Makers of hardware and software, banks, Internet security providers, satellite telecommunications companies and many other companies also participate in the government programs. In some cases, the information gathered may be used not just to defend the nation but to help infiltrate computers of its adversaries.

Microsoft Corp. (MSFT), the world’s largest software company, provides intelligence agencies with information about bugs in its popular software before it publicly releases a fix, according to two people familiar with the process. That information can be used to protect government computers and to access the computers of terrorists or military foes.

...

The extensive cooperation between commercial companies and intelligence agencies is legal and reaches deeply into many aspects of everyday life, though little of it is scrutinized by more than a small number of lawyers, company leaders and spies. Company executives are motivated by a desire to help the national defense as well as to help their own companies, said the people, who are familiar with the agreements.

Most of the arrangements are so sensitive that only a handful of people in a company know of them, and they are sometimes brokered directly between chief executive officers and the heads of the U.S.’s major spy agencies, the people familiar with those programs said.

One thing that might be surprising to people is that there has long been a lot of cooperation between the CIA and private corporations in the tech area. The CIA's gadget shop, for example, would often go to private companies with specific needs, and private companies would put their engineers on the job to make them, say, a very miniaturized camera, or a battery that lasted for years (to power a hidden microphone and transmitter planted in an official's office), or so on.

In many cases these breakthroughs would then become subject of patents and tech items available to the general public, but only after a certain period of time during which the CIA had exclusive use of the technology.

The popular, but somewhat silly-sounding, idea that the CIA has technology that won't see the light of day for years is actually... true. (Citation: Spycraft: The Secret History of the CIA's Spytechs, from Communism to Al-Qaeda by Wallace, Melton, et al. discusses this.
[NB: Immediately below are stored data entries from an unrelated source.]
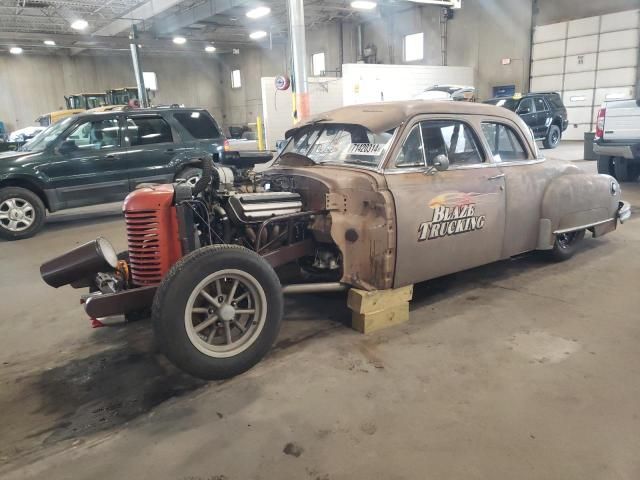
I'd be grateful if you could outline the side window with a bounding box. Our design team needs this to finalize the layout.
[127,116,173,146]
[517,98,535,114]
[481,122,528,162]
[62,119,120,151]
[534,97,547,112]
[420,120,483,166]
[173,112,221,139]
[394,124,425,168]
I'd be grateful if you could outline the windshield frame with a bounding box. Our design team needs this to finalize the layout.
[274,122,398,172]
[19,116,77,152]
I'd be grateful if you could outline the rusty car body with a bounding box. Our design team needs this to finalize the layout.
[41,100,631,380]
The book is based on declassified documents, and the forward was written by George Tenet, so this book is relatively accurate and not some flight of fancy. )

I'm not entirely sure if I should be alarmed by this because this scary-sounding secret tech alliance between the CIA and private tech corporations has been going on since, I don't know, at least the forties.
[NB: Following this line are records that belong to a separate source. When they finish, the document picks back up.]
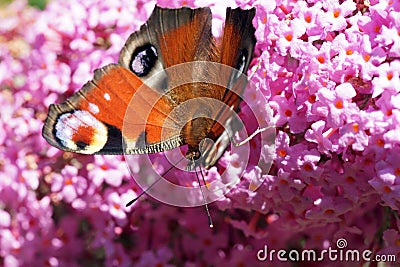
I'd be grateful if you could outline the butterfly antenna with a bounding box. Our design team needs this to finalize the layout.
[198,165,213,192]
[198,165,208,187]
[195,164,213,228]
[125,157,185,207]
[233,126,273,147]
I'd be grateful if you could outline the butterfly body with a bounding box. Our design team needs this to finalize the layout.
[42,5,256,169]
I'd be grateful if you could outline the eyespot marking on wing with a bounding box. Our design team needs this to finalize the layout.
[54,110,108,154]
[130,44,158,77]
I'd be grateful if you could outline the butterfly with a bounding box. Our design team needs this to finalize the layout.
[42,5,256,171]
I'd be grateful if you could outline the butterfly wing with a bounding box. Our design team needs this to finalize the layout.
[120,6,220,154]
[202,7,256,167]
[217,7,256,122]
[42,6,219,155]
[42,6,256,159]
[42,64,182,154]
[119,6,216,90]
[120,5,222,156]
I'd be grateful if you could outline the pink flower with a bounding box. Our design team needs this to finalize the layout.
[270,95,308,133]
[274,169,306,202]
[2,0,400,265]
[371,61,400,97]
[101,187,135,225]
[383,109,400,148]
[319,0,356,32]
[104,243,133,267]
[274,17,306,56]
[294,1,324,39]
[378,229,400,257]
[338,113,369,151]
[305,197,353,223]
[51,165,88,203]
[135,247,175,267]
[87,155,130,187]
[295,148,324,181]
[305,120,333,154]
[357,35,387,81]
[317,83,357,128]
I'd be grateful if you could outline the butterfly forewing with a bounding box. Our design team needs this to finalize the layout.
[42,64,183,154]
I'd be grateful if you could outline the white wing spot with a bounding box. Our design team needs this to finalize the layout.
[104,93,111,101]
[89,103,100,114]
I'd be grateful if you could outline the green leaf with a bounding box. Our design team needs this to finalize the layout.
[28,0,47,10]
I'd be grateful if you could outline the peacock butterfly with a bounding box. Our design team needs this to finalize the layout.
[42,5,257,171]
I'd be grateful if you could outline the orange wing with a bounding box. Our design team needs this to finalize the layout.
[201,7,256,167]
[42,64,182,154]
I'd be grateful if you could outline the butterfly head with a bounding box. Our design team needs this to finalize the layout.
[185,148,202,171]
[185,136,224,171]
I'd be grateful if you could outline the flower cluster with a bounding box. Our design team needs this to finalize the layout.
[1,0,400,266]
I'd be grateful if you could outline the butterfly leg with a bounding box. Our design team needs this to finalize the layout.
[248,57,263,79]
[198,165,209,189]
[233,126,274,147]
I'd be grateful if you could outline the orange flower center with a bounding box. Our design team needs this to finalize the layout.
[352,123,359,133]
[284,109,293,117]
[376,139,385,147]
[333,10,340,18]
[278,149,287,157]
[335,100,343,109]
Now, sharing citizens' private data is something else again, but... Here's the thing: Google is already spying on you and collecting your information. Google is the world's largest espionage organization. Not the NSA, but Google.
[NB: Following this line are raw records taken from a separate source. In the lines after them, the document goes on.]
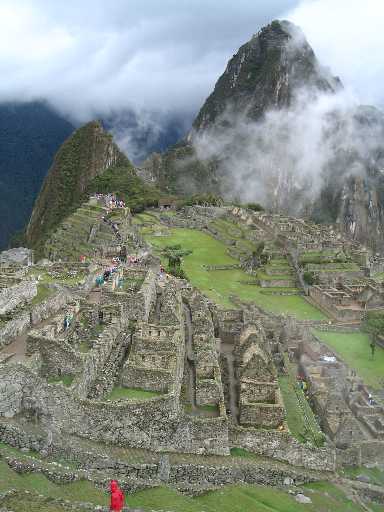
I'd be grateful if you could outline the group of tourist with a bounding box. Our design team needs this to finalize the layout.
[101,215,122,242]
[297,375,308,393]
[106,194,125,210]
[63,312,74,330]
[92,193,126,210]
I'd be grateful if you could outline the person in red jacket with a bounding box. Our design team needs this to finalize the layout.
[110,480,124,511]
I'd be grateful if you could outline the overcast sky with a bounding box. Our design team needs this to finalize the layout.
[0,0,383,123]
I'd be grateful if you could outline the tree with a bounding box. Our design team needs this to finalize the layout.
[161,244,192,278]
[362,311,384,360]
[246,202,264,212]
[303,271,318,286]
[242,241,269,273]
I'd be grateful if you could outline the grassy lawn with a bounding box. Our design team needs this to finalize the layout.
[77,341,91,353]
[0,458,105,506]
[340,466,384,487]
[312,330,384,389]
[47,375,74,387]
[128,483,369,512]
[0,450,378,512]
[146,227,325,320]
[373,271,384,283]
[105,386,162,401]
[30,284,55,305]
[278,375,324,446]
[28,270,86,286]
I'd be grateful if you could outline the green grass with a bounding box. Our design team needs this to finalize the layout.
[135,212,161,223]
[127,483,369,512]
[30,284,55,305]
[278,375,324,445]
[0,451,377,512]
[0,458,105,505]
[146,227,325,319]
[28,270,86,286]
[105,386,162,401]
[341,466,384,487]
[47,375,74,387]
[312,330,384,389]
[373,271,384,282]
[230,447,260,459]
[257,271,294,281]
[77,341,91,353]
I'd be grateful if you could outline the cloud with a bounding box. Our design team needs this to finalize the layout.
[0,0,298,122]
[286,0,384,108]
[2,0,383,164]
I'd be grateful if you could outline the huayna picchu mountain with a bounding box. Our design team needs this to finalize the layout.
[140,19,384,251]
[26,121,159,253]
[140,20,342,193]
[192,19,341,133]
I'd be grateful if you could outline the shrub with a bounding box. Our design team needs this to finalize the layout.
[303,271,317,285]
[246,202,265,212]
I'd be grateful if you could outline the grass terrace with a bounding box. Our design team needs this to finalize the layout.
[47,375,74,387]
[313,329,384,389]
[30,284,55,305]
[0,441,379,512]
[299,250,347,264]
[127,483,372,512]
[278,373,324,446]
[146,226,325,320]
[27,269,86,287]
Microsoft is a somewhat smaller one, and Apple, and Amazon, and etc...

I don't know how much more alarmed I should be that the government is recording my data when practically every large tech company on earth is already doing it.

I Wonder if There are Secret Patents and a Secret Patent Office. I think there must be. Patents are public. That's the point of them -- in exchange for an inventor voluntarily telling the world how his device works, and adding to the world's net wealth of technological knowledge, he receives a government-granted right of exclusive use of the patent for a period of years. After that period, the patent lapses, and now anyone can use it.

But if a corporation is doing work for the CIA, and they create a patentable innovation, they surely would want a patent on that. The trouble is, they can't get a public patent. The whole point of the CIA's request for a super-long-lasting tiny battery is that they don't want the world to know they have such things.

So I wonder -- and I think it must be the case -- that somewhere in the law, or perhaps some secret Executive Order, there's a provision that says corporations' will get the benefit of the patent without publicly disclosing it, and that their official patent application -- when they seek it, after the CIA has used it for some years -- will be back-dated to reflect the actual date of invention.

Not sure how this would work. Gotta be going on, though.